Fish oils are derived from the oil of cold water fish tissue. The best sources include: tuna, wild salmon, herring, sardines, mackerel, and anchovies.
These fish provide the omega-3 fatty acids: eicosapentaenoic acid (EPA) and docosahexaenoic acid (DHA). Our bodies do not produce omega-3 fatty acids, therefore ingesting them either through supplements or food is recommended. This is especially the case for most North Americans who consume a great deal of omega-6 fatty acids through processed foods. In fact, most Americans have a 10:1 ratio of omega-6 to omega-3 fats which may be one indicator of chronic inflammation.
A healthy ratio amongst the fats is recommended for optimal health.
Benefits of Fish Oils
Omega-3 fatty acids have been demonstrated to have beneficial effects for:
-Prevention and management of cardiovascular disease
-Immune boosting potential
-Many other conditions
How Much and What Kind Does an Adult Need?
One way to boost your intake, is to simply consume oily fish 2-3 times/week. Although there are no specific guidelines for recommended supplement intake, 3 grams or less/day is generally recognized as safe.

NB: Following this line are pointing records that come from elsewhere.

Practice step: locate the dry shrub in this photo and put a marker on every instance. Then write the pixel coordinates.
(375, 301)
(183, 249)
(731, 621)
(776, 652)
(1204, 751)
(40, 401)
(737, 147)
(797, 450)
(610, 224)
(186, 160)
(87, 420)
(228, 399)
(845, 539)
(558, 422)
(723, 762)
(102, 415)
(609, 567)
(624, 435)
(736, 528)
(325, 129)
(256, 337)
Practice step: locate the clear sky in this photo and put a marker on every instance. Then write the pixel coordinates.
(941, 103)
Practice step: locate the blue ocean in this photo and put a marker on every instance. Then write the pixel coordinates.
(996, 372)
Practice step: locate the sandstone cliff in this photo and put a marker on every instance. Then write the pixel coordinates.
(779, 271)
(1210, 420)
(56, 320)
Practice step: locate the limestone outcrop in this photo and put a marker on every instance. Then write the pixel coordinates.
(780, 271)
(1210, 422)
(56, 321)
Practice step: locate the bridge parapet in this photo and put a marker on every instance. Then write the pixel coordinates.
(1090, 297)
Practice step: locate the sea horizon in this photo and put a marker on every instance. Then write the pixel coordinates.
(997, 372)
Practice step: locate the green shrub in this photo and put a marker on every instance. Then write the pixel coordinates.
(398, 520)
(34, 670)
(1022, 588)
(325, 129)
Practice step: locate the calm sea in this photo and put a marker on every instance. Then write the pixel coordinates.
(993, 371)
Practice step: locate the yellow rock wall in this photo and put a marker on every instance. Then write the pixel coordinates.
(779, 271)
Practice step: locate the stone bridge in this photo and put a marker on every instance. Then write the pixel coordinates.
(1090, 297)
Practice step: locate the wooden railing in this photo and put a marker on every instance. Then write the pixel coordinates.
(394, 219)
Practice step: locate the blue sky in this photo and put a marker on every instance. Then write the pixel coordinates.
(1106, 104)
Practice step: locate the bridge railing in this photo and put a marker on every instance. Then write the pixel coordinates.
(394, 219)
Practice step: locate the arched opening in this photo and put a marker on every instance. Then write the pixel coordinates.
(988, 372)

Going well above this amount is discouraged as the long-term effects of overdosing omega-3s are not well established.
When deciding on a supplement, look for one derived from molecularly distilled fish oils-these are naturally high in EPA and DHA and low in contaminants. Also, choose one that has been independently tested and guaranteed to be free of heavy metals such as mercury and lead, and other environmental toxins including PCBs.
Taking krill oil is a popular option as it contains phospholipids, which may increase omega-3 absorption as well as astaxanthin, which is an antioxidant that stabilizes the oil and prevents rancidity.
Belching, bad breath, heartburn, nausea, loose stools, rash, and nosebleeds are all potential side effects. Once again, stay within the recommended range to keep side effects in check.
Also, if you have a fish or seafood allergy you may not be able to take fish oils. Ask your health care provider if these supplements are safe for you.